Steps to create a healthy and inclusive workplace.

For leaders:

  1. Explore what good role modelling looks like and the leaders’ responsibility to be the standard bearers on acceptable language and behaviours.

  2. Create psychological safety where people can take risks or speak out without retribution

  3. If you need to monitor some work activities, explain why

  4. Provide relevant communication, welcome feedback

  5. Check in on wellbeing, especially for remote/hybrid workers

  6. Hold a dedicated meeting to discuss culture, behaviours and inclusion. Discuss:

    • Ways to challenge unacceptable behaviour, and what support is available.
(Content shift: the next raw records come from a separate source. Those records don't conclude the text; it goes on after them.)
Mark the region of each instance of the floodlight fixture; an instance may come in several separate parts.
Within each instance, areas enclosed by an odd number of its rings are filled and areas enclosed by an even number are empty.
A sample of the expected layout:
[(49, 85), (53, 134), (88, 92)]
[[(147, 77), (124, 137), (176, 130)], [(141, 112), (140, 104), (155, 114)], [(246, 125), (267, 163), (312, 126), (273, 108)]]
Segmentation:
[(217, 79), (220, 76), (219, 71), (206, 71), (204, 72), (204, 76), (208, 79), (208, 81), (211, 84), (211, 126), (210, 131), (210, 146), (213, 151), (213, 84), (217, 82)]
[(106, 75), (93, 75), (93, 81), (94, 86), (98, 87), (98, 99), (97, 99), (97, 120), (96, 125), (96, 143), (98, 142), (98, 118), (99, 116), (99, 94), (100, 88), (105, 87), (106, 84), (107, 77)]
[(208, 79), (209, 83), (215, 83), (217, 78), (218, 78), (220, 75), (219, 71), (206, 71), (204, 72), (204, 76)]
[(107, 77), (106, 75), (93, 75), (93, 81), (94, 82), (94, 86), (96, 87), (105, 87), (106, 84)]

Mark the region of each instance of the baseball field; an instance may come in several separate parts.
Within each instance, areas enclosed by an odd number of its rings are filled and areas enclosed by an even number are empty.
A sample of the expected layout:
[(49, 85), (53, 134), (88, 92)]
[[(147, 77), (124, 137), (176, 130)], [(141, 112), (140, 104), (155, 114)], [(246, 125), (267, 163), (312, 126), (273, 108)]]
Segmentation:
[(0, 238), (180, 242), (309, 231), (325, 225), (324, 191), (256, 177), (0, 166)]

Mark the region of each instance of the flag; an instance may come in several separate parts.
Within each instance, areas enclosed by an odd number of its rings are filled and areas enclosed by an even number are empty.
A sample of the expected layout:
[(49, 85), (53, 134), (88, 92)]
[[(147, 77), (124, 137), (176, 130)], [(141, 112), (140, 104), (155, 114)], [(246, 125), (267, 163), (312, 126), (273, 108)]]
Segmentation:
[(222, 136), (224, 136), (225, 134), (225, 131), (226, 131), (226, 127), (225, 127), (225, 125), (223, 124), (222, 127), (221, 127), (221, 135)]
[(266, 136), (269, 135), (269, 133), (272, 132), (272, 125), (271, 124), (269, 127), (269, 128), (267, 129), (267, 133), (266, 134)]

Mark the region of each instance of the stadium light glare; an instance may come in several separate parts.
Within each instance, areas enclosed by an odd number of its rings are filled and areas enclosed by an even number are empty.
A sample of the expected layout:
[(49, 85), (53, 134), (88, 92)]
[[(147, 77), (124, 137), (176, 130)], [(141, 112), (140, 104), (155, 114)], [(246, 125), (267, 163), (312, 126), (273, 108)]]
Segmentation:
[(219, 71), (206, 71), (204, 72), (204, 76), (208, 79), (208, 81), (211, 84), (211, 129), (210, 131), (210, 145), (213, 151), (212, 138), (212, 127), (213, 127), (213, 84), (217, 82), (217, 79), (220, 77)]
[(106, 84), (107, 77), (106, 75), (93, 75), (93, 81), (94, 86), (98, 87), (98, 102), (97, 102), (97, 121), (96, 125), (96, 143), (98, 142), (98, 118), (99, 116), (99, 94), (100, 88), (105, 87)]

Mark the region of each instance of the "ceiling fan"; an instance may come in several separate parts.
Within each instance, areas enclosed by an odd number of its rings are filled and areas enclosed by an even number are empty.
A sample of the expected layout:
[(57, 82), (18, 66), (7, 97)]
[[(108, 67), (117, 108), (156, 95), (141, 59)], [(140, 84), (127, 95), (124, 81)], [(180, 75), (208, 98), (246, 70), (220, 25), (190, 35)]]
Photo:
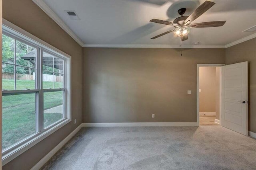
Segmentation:
[(213, 21), (211, 22), (202, 22), (191, 24), (194, 20), (201, 16), (215, 4), (212, 2), (206, 1), (196, 9), (189, 16), (183, 16), (186, 9), (180, 9), (178, 13), (181, 15), (174, 20), (173, 22), (166, 21), (153, 19), (150, 21), (162, 24), (173, 26), (175, 29), (162, 33), (158, 35), (151, 38), (155, 39), (164, 35), (174, 31), (174, 34), (177, 37), (180, 37), (182, 41), (188, 39), (188, 34), (189, 33), (190, 28), (205, 28), (207, 27), (221, 27), (226, 21)]

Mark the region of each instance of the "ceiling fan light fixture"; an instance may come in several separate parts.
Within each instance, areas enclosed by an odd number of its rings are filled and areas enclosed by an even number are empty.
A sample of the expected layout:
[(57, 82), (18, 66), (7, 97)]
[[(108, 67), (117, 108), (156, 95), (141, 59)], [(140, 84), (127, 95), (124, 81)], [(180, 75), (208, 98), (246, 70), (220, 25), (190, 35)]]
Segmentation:
[(174, 34), (177, 37), (183, 37), (187, 35), (189, 33), (189, 27), (183, 26), (177, 28), (174, 30)]

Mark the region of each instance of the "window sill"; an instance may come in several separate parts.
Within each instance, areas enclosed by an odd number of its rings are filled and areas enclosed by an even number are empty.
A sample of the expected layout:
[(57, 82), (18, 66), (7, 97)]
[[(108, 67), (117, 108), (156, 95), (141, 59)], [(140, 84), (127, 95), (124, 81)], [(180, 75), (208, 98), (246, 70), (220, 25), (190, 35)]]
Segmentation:
[(15, 148), (3, 154), (2, 160), (2, 166), (6, 164), (71, 121), (71, 119), (64, 119), (60, 123), (51, 127), (38, 135), (21, 145), (18, 148)]

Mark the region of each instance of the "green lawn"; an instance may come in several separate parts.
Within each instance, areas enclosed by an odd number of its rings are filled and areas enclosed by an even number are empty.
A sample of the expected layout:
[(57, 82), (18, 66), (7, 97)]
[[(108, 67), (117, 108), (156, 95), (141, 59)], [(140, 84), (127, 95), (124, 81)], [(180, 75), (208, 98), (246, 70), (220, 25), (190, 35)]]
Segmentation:
[[(34, 81), (17, 80), (17, 89), (34, 89)], [(52, 88), (52, 82), (44, 82), (44, 88)], [(55, 82), (61, 86), (62, 83)], [(2, 88), (14, 90), (14, 80), (2, 80)], [(18, 89), (17, 89), (18, 90)], [(62, 92), (45, 93), (44, 108), (46, 109), (62, 104)], [(10, 147), (36, 132), (35, 94), (2, 97), (2, 149)], [(46, 127), (62, 117), (60, 113), (44, 113), (44, 125)]]

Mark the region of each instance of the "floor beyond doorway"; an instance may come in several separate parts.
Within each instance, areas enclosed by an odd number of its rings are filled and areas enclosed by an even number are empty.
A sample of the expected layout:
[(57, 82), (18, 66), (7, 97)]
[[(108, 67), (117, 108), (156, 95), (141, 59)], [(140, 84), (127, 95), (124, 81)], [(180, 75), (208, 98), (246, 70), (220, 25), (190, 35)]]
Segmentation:
[(221, 126), (82, 128), (42, 169), (252, 170), (256, 155)]
[(200, 115), (199, 116), (199, 125), (200, 126), (212, 126), (220, 125), (215, 122), (215, 116)]

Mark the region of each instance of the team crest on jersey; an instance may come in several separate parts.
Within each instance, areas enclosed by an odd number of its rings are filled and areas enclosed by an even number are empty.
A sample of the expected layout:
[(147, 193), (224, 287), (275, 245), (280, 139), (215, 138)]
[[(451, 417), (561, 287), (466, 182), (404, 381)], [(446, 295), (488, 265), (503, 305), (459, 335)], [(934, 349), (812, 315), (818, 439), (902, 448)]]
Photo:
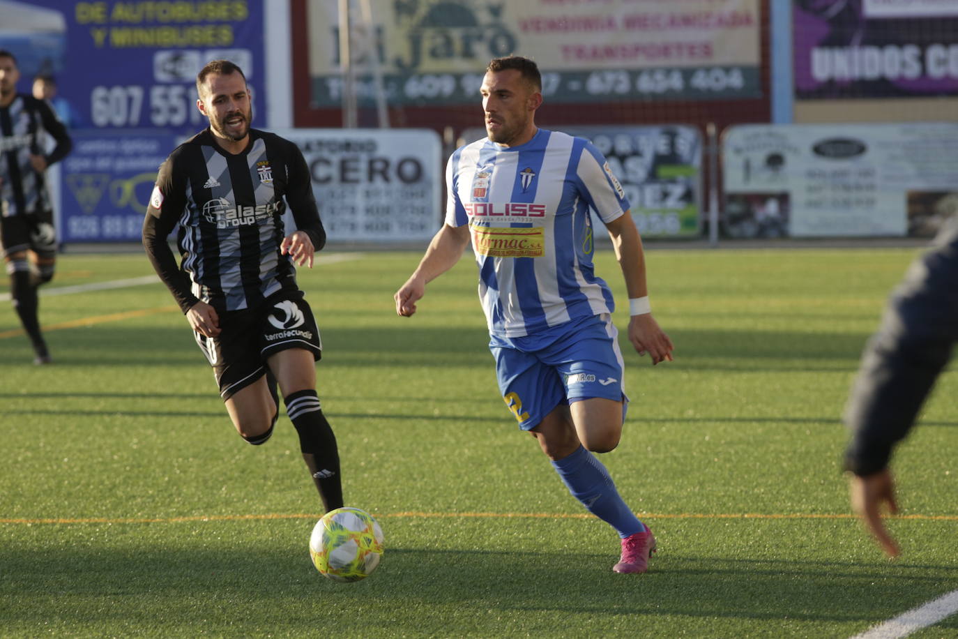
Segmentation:
[(491, 175), (491, 171), (476, 171), (475, 177), (472, 178), (472, 199), (486, 197), (489, 194), (489, 179)]
[(529, 187), (533, 183), (534, 177), (536, 177), (536, 171), (530, 169), (529, 167), (526, 167), (525, 169), (519, 171), (519, 180), (522, 181), (522, 193), (525, 193), (526, 191), (529, 190)]
[(263, 184), (273, 183), (273, 168), (269, 166), (269, 160), (257, 162), (256, 172), (260, 176), (260, 181)]
[(619, 184), (619, 179), (612, 172), (612, 168), (608, 166), (608, 162), (602, 166), (603, 171), (605, 171), (605, 175), (608, 176), (609, 181), (612, 183), (612, 188), (615, 189), (615, 193), (619, 194), (619, 199), (624, 199), (626, 197), (626, 191)]
[(153, 193), (149, 195), (149, 205), (154, 209), (163, 208), (163, 192), (160, 191), (160, 185), (153, 185)]

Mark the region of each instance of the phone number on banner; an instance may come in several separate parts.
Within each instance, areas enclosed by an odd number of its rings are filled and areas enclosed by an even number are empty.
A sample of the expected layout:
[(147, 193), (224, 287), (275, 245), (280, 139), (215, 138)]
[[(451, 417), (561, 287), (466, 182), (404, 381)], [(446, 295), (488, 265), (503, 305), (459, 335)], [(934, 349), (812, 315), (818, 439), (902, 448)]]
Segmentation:
[[(479, 99), (482, 74), (387, 75), (381, 90), (390, 103), (458, 103)], [(317, 106), (339, 106), (344, 83), (341, 78), (315, 79)], [(374, 80), (356, 79), (356, 94), (371, 102), (376, 94)], [(758, 68), (700, 67), (643, 70), (543, 72), (542, 95), (559, 102), (597, 102), (609, 98), (649, 100), (677, 98), (714, 100), (760, 95)]]
[(200, 125), (196, 87), (186, 84), (95, 86), (90, 91), (94, 126), (182, 126)]

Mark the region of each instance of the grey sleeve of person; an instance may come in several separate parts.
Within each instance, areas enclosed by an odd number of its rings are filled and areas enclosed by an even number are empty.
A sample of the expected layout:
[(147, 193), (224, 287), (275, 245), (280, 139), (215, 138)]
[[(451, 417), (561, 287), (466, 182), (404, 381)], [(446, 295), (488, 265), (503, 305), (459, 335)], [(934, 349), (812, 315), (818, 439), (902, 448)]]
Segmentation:
[(845, 469), (866, 476), (888, 466), (956, 339), (958, 217), (952, 217), (893, 291), (878, 331), (865, 347), (845, 411), (852, 431)]

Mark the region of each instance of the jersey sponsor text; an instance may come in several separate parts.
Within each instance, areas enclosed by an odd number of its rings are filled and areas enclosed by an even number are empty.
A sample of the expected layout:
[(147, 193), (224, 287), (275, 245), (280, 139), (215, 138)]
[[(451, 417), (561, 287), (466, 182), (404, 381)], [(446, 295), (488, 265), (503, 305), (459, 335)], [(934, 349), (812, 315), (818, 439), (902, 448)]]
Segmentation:
[(541, 228), (473, 226), (472, 245), (476, 253), (490, 258), (541, 258), (545, 255), (545, 236)]

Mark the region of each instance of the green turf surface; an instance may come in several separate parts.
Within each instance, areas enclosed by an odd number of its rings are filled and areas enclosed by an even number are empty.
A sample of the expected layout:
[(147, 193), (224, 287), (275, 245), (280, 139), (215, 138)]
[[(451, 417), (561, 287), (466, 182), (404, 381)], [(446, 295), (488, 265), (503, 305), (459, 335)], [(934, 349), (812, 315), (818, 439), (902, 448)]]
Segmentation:
[[(854, 635), (958, 588), (958, 376), (895, 458), (901, 560), (849, 518), (838, 468), (861, 348), (915, 254), (650, 247), (675, 361), (624, 343), (632, 403), (602, 456), (659, 540), (640, 577), (610, 571), (617, 536), (498, 397), (468, 258), (408, 319), (392, 294), (419, 253), (301, 270), (346, 500), (386, 536), (352, 584), (309, 562), (295, 431), (236, 435), (161, 285), (42, 297), (48, 367), (2, 303), (0, 636)], [(151, 272), (66, 254), (51, 288)], [(958, 636), (958, 616), (913, 636)]]

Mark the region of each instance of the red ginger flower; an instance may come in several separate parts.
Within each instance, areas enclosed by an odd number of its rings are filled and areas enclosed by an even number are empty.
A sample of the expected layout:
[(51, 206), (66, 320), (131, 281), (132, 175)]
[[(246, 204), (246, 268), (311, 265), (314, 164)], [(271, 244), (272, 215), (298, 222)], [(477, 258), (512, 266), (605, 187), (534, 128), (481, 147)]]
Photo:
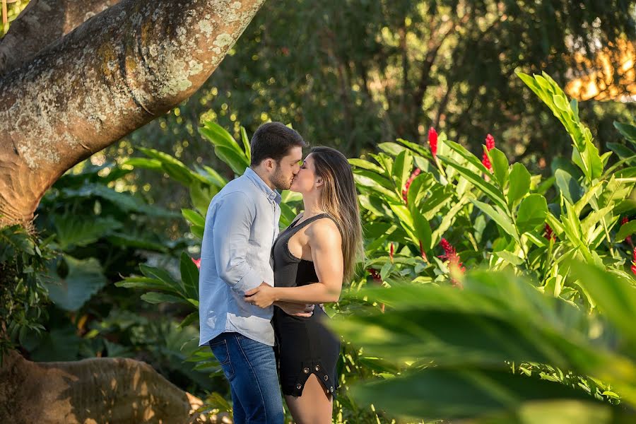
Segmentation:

    • The importance of giving and receiving feedback

    • Bystander responsibility

    • How you build trust in the team

    • Gossip – why it is unhealthy

    • What actions support people feeling valued – and unvalued

For team members:

  1. Check in with colleagues, offer support and advice, ask how they are feeling

  2. Speak out if you experience or witness unacceptable behaviour

  3. Practise the skills of having challenging conversations

  4. If you are given constructive feedback, reflect on it and consider the learning

  5. Recommend ideas on how to build the team and work together better

  6. Take time out to ‘socialise’ have ‘off duty’ time with colleagues

  7. Learn to flex your empathy skills

A shared learning experience can be powerful and engaging way unpacking issues, breakdown unhealthy norms, and identify unacceptable behaviours and the responsibility of all to address them, can provide a cathartic and energising platform on which to create healthy workplaces – where everyone is valued and can maximise their potential. A win-win scenario for individuals, teams and organisations.